Designed by Carlton Brown for Carlton Brown. -Winston Sill photoAyanna Kirton, Staff Reporter
LOCAL FASHION designers say private and public sector investment in the fashion industry has never been in vogue. Although fashion is an extremely lucrative industry, creating employment at all levels and yielding billions of dollars annually worldwide, many local designers agree that there has been consistent reluctance among government and non-governmental organisations to take the industry, its players, and the potential financial gains seriously.
House of Siim designer, Michelle Simone Clarke, one of many local fashion designers trying to change the perception that Jamaican fashion is only limited to Bob Marley T-shirts or daring dancehall outfits, said she has become very self-reliant because of the shortage of help available to local designers from lending institutions and government agencies. "Assistance is very haphazard," she said. "There is a lot of interest if you are featured in the media but after a while they forget about your needs because they themselves are overworked and understaffed."
A CHALLENGE
Financing her business is also a challenge for the young designer who has had to apply for a loan jointly (with a co-applicant) because financial institutions were not fully convinced of her ability to service the loan. Inspired by ethnic and modern geometric forms and made from pure fabrics, particularly silk and linen, Clarke's pieces are relatively high end and target foreign markets.

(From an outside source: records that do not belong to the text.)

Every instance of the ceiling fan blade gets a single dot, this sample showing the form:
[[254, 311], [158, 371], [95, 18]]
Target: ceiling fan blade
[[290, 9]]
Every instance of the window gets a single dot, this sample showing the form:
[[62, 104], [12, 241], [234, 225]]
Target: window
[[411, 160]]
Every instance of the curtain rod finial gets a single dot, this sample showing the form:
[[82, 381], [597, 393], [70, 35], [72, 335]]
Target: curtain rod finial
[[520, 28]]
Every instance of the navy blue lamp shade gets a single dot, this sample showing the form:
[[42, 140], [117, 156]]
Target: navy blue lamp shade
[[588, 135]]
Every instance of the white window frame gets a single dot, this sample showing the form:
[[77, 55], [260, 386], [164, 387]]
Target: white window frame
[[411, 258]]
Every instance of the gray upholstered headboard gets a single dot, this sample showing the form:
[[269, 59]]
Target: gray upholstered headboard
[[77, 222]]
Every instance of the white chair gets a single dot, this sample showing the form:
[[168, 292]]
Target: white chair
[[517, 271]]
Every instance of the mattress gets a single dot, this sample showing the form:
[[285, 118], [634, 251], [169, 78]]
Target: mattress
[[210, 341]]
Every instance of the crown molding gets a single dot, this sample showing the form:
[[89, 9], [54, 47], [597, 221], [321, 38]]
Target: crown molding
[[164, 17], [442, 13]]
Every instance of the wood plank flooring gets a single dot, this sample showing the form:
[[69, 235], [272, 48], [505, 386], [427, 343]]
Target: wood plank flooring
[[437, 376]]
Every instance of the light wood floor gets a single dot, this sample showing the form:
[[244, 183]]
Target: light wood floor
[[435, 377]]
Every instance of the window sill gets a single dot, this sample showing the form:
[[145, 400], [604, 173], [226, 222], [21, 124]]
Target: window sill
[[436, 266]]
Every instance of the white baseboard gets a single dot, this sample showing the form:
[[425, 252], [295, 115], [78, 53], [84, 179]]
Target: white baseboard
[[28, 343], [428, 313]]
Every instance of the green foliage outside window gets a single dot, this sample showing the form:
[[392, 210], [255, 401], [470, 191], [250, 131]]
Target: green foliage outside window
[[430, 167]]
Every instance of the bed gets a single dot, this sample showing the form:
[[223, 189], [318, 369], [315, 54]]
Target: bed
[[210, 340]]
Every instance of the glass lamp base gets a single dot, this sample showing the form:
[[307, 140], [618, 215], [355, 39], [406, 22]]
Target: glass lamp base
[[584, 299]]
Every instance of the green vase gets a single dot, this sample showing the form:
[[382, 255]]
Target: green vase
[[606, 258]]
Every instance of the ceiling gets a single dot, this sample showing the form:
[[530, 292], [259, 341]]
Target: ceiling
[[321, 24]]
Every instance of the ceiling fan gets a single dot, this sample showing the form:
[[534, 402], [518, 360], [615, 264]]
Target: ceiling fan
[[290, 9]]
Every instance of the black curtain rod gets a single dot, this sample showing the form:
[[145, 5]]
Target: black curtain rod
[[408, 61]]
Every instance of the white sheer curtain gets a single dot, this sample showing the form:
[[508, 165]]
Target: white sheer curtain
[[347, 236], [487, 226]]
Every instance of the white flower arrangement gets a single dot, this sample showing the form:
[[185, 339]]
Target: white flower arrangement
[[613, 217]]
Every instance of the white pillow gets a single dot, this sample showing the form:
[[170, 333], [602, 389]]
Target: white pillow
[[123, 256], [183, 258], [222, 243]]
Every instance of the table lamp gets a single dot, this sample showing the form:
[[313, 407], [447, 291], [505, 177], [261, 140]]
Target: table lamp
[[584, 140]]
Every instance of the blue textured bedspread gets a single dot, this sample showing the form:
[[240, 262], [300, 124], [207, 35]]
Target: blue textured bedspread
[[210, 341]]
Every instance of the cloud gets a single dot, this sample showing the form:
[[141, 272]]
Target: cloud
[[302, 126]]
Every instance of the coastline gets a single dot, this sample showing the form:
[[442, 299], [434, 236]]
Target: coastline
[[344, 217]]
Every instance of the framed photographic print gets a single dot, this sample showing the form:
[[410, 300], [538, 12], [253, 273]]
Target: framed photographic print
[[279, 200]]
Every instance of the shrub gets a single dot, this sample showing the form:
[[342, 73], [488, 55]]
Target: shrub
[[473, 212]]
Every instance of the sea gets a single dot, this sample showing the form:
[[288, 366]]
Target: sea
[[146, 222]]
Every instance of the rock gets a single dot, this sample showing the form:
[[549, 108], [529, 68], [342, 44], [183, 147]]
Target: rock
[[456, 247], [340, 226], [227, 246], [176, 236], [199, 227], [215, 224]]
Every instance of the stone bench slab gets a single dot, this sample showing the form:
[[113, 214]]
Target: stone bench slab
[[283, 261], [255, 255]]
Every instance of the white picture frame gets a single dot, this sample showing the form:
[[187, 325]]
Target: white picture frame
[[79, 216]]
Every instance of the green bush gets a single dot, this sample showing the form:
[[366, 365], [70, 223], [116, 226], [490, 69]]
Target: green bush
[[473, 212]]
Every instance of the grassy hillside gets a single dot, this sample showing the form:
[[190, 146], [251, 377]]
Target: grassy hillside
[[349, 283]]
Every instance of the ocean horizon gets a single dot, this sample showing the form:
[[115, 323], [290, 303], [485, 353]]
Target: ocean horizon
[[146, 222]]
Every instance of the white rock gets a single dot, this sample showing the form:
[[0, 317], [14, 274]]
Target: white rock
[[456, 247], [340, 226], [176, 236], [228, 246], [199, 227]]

"They are ideally suited for the resort segment because I don't think many people in Jamaica are into convertible garments," she said, describing her creations. "You must have a distinct personal style to wear my creations and not everyone is confident enough to go there."
In the early 1990s, Earl 'Biggie' Turner became a household name because of the avant-garde outfits he created for dancehall deejay, Shabba Ranks. Today, ten years later, Turner still designs his signature dancehall pieces but focuses mainly on clothing for women. According to him, the main problem facing the fashion industry in Jamaica is the lack of proper equipment needed to make high quality products in large quantities. "We do not have the budget or the equipment to mass produce even though there is a demand for the clothes," he said.
THE DEMAND
Turner explained that he began a denim line a few years ago but was unable to meet the demand because of this. He said that there is little interest from investors in the Jamaican fashion industry, which now suffers from a lack of marketing and real financing. In the process of talks with investors, Turner said that he would not want to compromise his creativity to meet the requirements of an investor. "I am targeting the international market because I want to reach the big time but we (the investor and I) have to have the same vision," he said.
Carlton Brown, dubbed one of the brightest stars in local fashion, lamented the disinterest and lack of support in the local fashion industry. "Because fashion has always been a part of the Jamaican personality," he said, "there needs to be more focus on developing this less traditional industry."
Brown said that before the Saint Modelling Agency came into existence, local designers were rarely given the chance to present their collections at fashion shows.
"In the past I approached modelling agencies but they were not very receptive but Saint has opened doors for me," he said of the opportunities created for him by the agency owned by Dewight Peters.
Brown has not sought help from government organisations or any commercial lending institutions because of the problems designers say they are faced with when they go this route. His church financed his equipment and paid for his education. "I don't approach those agencies because it usually results in a lot of hassle and problems," he said. "My church, St. Andrew Scots Kirk, has played a huge role in helping my business."
A fashion designer for over 20 years, Les Campbell also lamented the state of the local fashion industry and the threat imported clothing poses to the industry. "Cheap imports kill small businesses in Jamaica," he said. "There is no way we can buy fabric and trimmings and sell our products below cost." He was also concerned about the unavailability of advice from government agencies on how to run small fashion houses. According to Campbell the Jamaica Business Development Centre (JBDC) had not responded to his requests for help to source financial assistance and to tap into local and international markets. "Many of us don't know where we are going," he said.
The JBDC was appointed by the then Ministry of Industry, Commerce, and Technology three years ago to restructure the garment industry from a production-driven operation to a more market-driven one. Through its various initiatives such as workshops providing information, advice, and training in the field to fashion designers as well as preparing local designers for participation in Caribbean and international trade shows and assisting them in the development of all areas of their businesses, the JBDC is working to modernise the local apparel industry.
LOCAL FAIRS AND MARKETS
Some local designers have benefited from the centre's services, improving the quality of their products and successfully attracting foreign buyers after participating in trade shows overseas. Others say that there are hardly any advantages to participating in the local fairs and markets put on by the organisation. "The audience is very limited and very seldom do designers' revenues increase after participating in fashion week here," said a Kingston-based designer.
However, a representative from the JBDC said that many local designers are not receptive to the many marketing opportunities given to them. According to her, most of the participants in the fairs have been satisfied with the response they receive and in turn the centre receives positive feedback for their overall contribution to the industry. The representative said the JBDC was aware of the challenges facing designers and was doing a lot to help and planned to do more to effectively minimise those difficulties. The intention, she said, was to ensure that Jamaican fashion designers become more efficient in their operations.